System blackout [no response]

SOLVED
Go to solution
Amit Agarwal_1
Trusted Contributor

System blackout [no response]

We are facing strange behavior on our Linux boxes running kernel 2.4.21 and deployed as a tomcat server. In a very unpredictable manner, the system goes "dead" for 50-60 seconds and then resumes by itself. By "dead" I mean CPU doesn't respond to any user process and spends the whole time in kernel-mode.

We suspect buffer cache (flushing of data to disk) and/or paging to be the culprit, but aren't able to pinpoint them. The reason being that system being "dead", we are unable to collect any data for that period.

Any help would be appreciated.
4 REPLIES
Sac_3
Frequent Advisor
Solution

Re: System blackout [no response]

Hi Amit,

As the server is dead, if you have configured netdump, try checking if netdump was generated or not in /var/crash of netdump server.

Else

Try SYSRQ facility:
Below is the procedure to configure sysrq:

http://kbase.redhat.com/faq/FAQ_80_5559.shtm

If you would like to know how to configure netdump client and netdump server, plesse check the below link:

http://kbase.redhat.com/faq/FAQ_43_2467.shtm

http://www.docs.hp.com/en/5991-7402/ch07s09.html

HOPE THIS HELPS.. :o)

Regards,
SaC

PS: Best way to thank in this forum is to assign points
Yogeeraj_1
Honored Contributor

Re: System blackout [no response]

hi,

try dmesg

see if there are any hardware failures or like.

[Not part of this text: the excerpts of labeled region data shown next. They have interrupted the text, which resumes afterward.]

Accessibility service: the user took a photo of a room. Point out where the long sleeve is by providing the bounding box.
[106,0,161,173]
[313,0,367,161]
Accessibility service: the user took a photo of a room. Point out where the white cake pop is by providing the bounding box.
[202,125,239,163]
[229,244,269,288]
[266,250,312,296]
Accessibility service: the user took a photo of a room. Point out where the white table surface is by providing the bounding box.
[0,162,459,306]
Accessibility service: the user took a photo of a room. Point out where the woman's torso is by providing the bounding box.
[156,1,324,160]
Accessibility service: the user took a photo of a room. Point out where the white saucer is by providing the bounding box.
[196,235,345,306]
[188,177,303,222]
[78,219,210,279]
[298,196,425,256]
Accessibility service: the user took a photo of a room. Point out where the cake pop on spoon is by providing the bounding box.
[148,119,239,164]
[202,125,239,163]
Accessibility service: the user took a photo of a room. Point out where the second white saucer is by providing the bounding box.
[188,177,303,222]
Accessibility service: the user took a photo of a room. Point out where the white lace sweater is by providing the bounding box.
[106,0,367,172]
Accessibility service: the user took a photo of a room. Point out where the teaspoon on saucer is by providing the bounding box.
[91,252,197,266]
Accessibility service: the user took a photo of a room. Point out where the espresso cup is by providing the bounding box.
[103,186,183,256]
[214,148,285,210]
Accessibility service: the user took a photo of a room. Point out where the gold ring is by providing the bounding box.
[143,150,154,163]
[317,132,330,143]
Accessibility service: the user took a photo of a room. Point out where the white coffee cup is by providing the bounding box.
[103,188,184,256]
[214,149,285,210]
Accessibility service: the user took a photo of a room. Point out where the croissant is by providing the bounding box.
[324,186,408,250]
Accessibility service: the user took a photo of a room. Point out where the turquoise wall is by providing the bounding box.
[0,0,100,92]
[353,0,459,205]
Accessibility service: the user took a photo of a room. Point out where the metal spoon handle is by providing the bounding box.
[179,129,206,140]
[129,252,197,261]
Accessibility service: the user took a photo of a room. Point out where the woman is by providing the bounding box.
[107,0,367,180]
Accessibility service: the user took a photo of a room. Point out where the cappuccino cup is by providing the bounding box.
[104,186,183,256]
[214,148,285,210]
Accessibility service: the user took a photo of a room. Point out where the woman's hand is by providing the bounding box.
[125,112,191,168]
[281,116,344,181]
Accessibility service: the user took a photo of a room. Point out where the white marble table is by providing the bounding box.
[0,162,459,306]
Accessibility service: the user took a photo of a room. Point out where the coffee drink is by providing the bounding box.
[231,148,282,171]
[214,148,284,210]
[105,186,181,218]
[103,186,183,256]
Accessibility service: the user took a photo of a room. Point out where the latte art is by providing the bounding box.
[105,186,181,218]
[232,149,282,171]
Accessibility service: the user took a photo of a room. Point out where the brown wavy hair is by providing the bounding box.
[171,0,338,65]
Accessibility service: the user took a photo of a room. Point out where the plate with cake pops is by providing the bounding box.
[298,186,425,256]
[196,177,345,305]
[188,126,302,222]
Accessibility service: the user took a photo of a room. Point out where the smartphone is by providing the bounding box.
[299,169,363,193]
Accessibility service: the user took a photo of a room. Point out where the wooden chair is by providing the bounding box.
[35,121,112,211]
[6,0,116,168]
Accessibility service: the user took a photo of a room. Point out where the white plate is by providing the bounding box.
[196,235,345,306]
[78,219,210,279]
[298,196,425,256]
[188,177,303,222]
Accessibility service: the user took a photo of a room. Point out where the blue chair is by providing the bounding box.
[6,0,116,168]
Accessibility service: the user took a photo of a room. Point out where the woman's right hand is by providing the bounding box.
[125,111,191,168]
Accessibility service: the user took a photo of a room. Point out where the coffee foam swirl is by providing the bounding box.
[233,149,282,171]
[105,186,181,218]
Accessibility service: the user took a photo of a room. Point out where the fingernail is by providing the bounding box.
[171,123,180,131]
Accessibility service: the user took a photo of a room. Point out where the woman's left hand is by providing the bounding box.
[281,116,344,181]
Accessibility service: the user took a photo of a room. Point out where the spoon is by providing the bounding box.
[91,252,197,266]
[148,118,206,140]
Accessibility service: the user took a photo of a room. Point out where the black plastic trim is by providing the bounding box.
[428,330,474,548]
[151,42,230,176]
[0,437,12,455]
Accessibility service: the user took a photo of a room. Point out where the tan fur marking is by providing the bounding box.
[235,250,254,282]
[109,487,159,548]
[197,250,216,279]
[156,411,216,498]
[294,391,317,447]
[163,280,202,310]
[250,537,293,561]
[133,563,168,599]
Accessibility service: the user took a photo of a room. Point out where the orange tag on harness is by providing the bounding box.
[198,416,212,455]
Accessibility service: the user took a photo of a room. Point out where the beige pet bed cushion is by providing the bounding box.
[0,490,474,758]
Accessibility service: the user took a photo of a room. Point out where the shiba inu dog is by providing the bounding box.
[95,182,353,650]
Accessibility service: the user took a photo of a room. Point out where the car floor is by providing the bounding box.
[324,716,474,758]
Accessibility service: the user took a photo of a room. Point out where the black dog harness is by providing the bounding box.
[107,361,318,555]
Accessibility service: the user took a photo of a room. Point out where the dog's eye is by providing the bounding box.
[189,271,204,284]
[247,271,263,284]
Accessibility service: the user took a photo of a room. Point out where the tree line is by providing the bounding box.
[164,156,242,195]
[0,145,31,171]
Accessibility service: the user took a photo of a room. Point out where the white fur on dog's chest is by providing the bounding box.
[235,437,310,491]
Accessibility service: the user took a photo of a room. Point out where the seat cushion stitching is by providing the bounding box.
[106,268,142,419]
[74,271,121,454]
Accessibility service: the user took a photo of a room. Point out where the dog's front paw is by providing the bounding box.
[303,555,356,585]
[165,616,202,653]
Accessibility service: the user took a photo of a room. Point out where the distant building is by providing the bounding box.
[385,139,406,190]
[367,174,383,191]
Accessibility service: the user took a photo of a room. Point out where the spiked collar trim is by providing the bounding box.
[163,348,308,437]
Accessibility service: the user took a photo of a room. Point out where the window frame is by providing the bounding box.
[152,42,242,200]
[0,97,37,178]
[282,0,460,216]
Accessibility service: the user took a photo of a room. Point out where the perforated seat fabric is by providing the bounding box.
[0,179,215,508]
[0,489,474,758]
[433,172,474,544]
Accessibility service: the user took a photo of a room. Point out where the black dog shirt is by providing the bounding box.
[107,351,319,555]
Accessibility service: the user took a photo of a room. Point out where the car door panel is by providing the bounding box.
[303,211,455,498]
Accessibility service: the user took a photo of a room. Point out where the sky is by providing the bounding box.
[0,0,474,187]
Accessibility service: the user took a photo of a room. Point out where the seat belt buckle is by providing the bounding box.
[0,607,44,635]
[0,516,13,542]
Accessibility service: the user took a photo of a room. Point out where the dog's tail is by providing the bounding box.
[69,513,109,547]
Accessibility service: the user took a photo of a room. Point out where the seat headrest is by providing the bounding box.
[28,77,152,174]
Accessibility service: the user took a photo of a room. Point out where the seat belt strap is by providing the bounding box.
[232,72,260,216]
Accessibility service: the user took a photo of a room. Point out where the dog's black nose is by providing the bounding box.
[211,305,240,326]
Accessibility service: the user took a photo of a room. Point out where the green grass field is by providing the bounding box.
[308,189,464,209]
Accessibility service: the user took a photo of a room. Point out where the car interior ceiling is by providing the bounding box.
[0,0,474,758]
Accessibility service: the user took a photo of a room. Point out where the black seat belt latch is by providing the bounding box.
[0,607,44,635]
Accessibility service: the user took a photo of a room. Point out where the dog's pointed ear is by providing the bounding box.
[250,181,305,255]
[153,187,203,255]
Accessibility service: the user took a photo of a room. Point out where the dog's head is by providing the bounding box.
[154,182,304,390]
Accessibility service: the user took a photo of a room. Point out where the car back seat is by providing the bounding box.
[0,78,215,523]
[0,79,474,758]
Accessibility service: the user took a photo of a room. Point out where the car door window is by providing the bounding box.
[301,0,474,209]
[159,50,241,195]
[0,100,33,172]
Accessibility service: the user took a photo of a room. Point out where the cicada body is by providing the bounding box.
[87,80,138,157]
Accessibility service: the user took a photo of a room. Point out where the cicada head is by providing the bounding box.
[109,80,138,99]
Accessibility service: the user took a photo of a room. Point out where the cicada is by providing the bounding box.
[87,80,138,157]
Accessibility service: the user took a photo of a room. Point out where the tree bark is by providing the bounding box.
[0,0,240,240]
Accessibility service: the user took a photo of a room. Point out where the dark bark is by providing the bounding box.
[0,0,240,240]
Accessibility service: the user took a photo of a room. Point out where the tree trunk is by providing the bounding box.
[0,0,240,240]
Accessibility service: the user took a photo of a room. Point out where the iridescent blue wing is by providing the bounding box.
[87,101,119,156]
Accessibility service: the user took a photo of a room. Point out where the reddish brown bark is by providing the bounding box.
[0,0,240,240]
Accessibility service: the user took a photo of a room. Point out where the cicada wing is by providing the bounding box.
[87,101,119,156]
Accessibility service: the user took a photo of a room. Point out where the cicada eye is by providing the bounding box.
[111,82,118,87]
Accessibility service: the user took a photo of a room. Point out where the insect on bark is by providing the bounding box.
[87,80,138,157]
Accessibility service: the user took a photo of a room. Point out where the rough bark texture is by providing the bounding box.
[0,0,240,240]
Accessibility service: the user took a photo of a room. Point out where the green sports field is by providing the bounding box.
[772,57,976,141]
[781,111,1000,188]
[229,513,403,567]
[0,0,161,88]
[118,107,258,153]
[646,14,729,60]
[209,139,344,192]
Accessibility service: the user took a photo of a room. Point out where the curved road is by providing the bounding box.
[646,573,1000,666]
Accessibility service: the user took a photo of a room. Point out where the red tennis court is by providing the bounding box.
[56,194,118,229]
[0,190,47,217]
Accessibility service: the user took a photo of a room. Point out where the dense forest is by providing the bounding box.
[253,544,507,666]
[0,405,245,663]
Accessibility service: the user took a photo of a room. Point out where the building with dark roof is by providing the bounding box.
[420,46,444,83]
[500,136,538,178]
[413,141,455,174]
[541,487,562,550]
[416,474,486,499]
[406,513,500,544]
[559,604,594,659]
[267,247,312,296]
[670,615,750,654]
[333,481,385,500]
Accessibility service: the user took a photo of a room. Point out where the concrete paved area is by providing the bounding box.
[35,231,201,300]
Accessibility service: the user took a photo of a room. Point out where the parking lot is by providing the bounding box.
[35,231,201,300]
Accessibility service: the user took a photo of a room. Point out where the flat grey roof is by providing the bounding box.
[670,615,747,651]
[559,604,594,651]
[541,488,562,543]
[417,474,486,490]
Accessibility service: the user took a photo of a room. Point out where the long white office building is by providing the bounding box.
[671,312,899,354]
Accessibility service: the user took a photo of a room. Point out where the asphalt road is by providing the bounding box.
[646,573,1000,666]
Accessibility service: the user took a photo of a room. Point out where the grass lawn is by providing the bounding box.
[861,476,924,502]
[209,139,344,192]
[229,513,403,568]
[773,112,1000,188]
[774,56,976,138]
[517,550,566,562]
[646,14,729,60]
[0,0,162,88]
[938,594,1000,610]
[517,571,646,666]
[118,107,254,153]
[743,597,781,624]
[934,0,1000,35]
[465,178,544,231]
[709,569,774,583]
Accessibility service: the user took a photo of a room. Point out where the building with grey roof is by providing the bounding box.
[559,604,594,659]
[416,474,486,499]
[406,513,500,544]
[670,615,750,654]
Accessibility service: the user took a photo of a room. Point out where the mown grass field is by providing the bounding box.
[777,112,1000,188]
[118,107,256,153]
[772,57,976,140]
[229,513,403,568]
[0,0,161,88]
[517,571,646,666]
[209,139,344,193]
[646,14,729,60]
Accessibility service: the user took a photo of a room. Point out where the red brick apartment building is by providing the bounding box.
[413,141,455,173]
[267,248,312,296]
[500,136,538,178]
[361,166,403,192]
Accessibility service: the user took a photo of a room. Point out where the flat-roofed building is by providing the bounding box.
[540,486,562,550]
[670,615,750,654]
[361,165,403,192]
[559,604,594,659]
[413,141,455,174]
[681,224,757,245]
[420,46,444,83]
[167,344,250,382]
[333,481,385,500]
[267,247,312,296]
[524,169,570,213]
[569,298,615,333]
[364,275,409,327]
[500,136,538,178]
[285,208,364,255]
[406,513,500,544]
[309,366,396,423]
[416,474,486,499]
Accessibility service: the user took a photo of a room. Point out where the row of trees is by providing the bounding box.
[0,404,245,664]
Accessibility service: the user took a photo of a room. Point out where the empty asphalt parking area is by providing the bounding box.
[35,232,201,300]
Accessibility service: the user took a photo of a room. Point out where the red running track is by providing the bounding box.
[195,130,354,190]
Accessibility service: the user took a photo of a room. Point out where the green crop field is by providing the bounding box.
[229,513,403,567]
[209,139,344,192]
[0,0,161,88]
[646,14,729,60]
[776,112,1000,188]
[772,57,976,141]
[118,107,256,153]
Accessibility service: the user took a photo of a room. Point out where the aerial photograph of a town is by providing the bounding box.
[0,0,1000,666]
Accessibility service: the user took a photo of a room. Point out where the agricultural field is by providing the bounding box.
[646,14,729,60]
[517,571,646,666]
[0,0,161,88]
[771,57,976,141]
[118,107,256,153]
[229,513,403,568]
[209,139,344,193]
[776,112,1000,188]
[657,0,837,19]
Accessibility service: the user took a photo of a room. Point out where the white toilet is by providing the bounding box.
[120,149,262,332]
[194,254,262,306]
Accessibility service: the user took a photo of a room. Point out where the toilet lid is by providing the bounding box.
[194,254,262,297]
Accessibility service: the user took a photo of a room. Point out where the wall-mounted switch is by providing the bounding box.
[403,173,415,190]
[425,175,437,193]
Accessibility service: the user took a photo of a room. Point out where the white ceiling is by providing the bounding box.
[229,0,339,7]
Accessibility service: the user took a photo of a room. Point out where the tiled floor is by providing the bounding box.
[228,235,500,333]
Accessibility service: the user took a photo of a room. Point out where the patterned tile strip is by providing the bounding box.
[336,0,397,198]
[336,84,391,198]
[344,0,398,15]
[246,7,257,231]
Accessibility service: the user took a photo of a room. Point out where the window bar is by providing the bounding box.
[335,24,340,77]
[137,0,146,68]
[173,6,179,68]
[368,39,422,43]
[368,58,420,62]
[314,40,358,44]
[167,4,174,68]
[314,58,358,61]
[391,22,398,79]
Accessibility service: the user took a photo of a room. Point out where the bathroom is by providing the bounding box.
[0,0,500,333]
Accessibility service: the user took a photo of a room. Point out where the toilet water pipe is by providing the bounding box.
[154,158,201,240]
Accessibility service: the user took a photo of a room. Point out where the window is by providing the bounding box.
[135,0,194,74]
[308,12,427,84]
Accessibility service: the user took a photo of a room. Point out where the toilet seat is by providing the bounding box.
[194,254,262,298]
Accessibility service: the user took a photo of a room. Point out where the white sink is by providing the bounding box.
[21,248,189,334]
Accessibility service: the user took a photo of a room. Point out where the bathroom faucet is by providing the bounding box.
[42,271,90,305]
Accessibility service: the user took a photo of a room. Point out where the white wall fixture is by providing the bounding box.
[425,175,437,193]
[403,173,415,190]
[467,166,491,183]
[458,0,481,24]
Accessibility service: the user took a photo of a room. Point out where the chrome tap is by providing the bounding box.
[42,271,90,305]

Could it also be a network failure?

kind regards
yogeeraj
No person was ever honoured for what he received. Honour has been the reward for what he gave (clavin coolidge)
skt_skt
Honored Contributor

Re: System blackout [no response]

Configure at least the sysrq on all linux servers(it does not require a reboot; i had implemented it) that is the only hope we have when we are left with new clue.This option is not 100% success in getting a crash dump;but most of the cases it helps

anything on dmesg or messages(something reported few hours back...)
Amit Agarwal_1
Trusted Contributor

Re: System blackout [no response]

We discovered it to be application issue, where we were using "pgrep" in multi-threaded application. Since pgrep uses strtok (which is a non-reentrant code, uses static buffer), the threads were gettign into some kind of race conditions. We got rid of that part of code, and system is running fine for last two days.

We need to investiate more on why CPU ended up spending cycles in kernel mode, or was it all in user-mode itself.

Thanks for sharing your knowledge. We will definitely investigate more on sysrq and its possible usage in our environment.